The ordinary method of clinical detection patient AFP has radioimmunoassays (RIA), enzyme immunoassay (EIA) and colloidal gold method, reaction is fast, highly sensitive, accuracy is high because it has for current chemiluminescence immunoassay detection technique (CLIA), marker is stable, the feature such as "dead" or toxicity hazard and high specificity to human body, is generally acknowledge best micro quantitative determination detection method so far.In the middle of detect delay experiment, a large amount of antibody is needed to be applied to research that is novel, efficient detection method.Nano antibody has possessed special antigen binding capacity and high-affinity, shows peculiar property and huge applications potential in the field of study.And antibody and antigen standard are very expensive, and some toxin has danger.
Summary of the invention
The present invention utilizes display technique of bacteriophage, from the single domain heavy chain antibody storehouse of hunchbacked source immunity screening can with single domain heavy chain antibody (VHH) phage clone of target molecule (AFP antigen) specific binding, be applied to immune analysis detection field using VHH as AFP antibody.The method is screened the VHH obtained and is had and AFP immune response characteristic, and specificity is good, high-affinity, can be applicable to the immunology detection of AFP.The present invention is with AFP standard substance for target molecule, and by target molecule solid-phase coating on enzyme plate, affine elutriation is carried out in the single domain heavy chain antibody storehouse of dropping into the immunity of hunchbacked source, obtains a kind of anti-AFP nano antibody, has the aminoacid sequence shown in SEQIDNO.:1.The IMGT numbering of its aminoacid sequence and structural domain divide as shown in Figure 1.
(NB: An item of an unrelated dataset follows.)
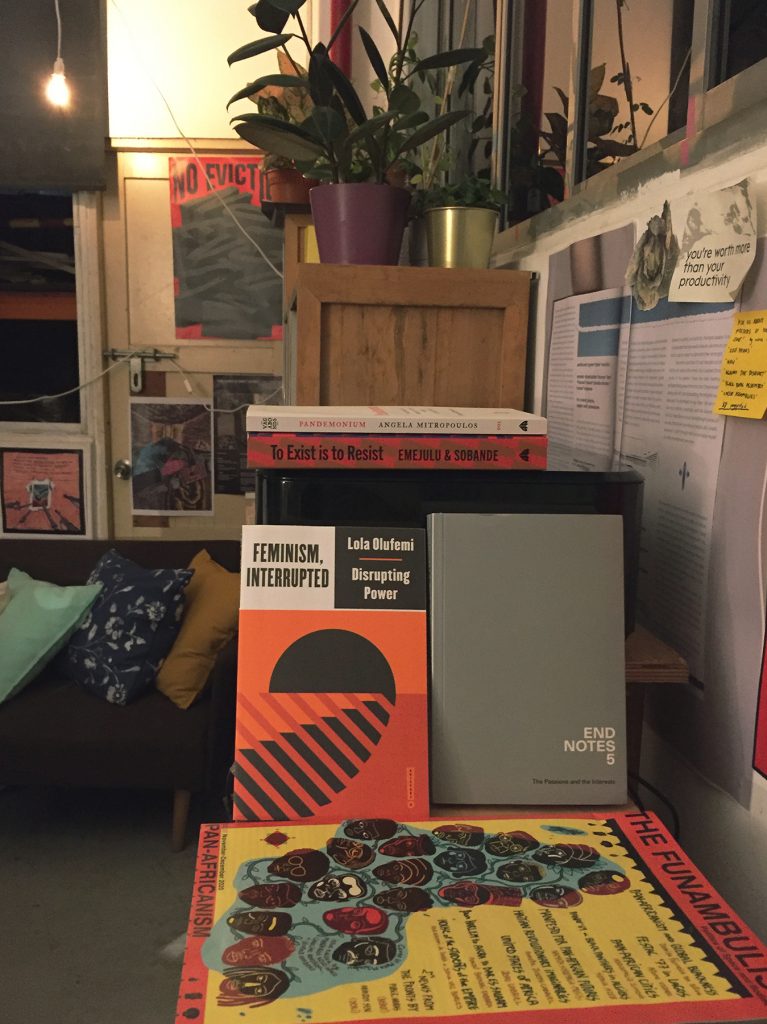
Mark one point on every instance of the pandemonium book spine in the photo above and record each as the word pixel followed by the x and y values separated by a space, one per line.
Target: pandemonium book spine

AFP nano antibody (VHH) mentioned by the present invention comprises four framework regions (Frameworkregion, FR) and three complementary determining regions (Complementarity-determiningregion, CDR).Wherein, framework region (FR1-FR4) is selected from SEQIDNO.:2, SEQIDNO.:4, SEQIDNO.:6 and SEQIDNO.:8 respectively, and complementary determining region (CDR1-CDR3) is selected from SEQIDNO.:3, SEQIDNO.:5 and SEQIDNO.:7 respectively.Framework region structure is relatively conservative, mainly plays a part Protein requirement structure; Complementary determining region structure is relatively diversified, the identification of primary responsibility antibody.
The invention provides a kind of protein or polypeptide, comprise SEQIDNO.:2, one or two and above aminoacid sequence in SEQIDNO.:4, SEQIDNO.:6 and SEQIDNO.:8, and at least have 90% homology with the aminoacid sequence of one of them.
The invention provides a kind of protein or polypeptide, comprise SEQIDNO.:3, one or two and above aminoacid sequence in SEQIDNO.:5 and SEQIDNO.:7, and at least have 80% homology with the aminoacid sequence of one of them.
The invention still further relates to the Nucleotide of coding AFP antibody amino acids sequence, its sequence is SEQIDNO.:9.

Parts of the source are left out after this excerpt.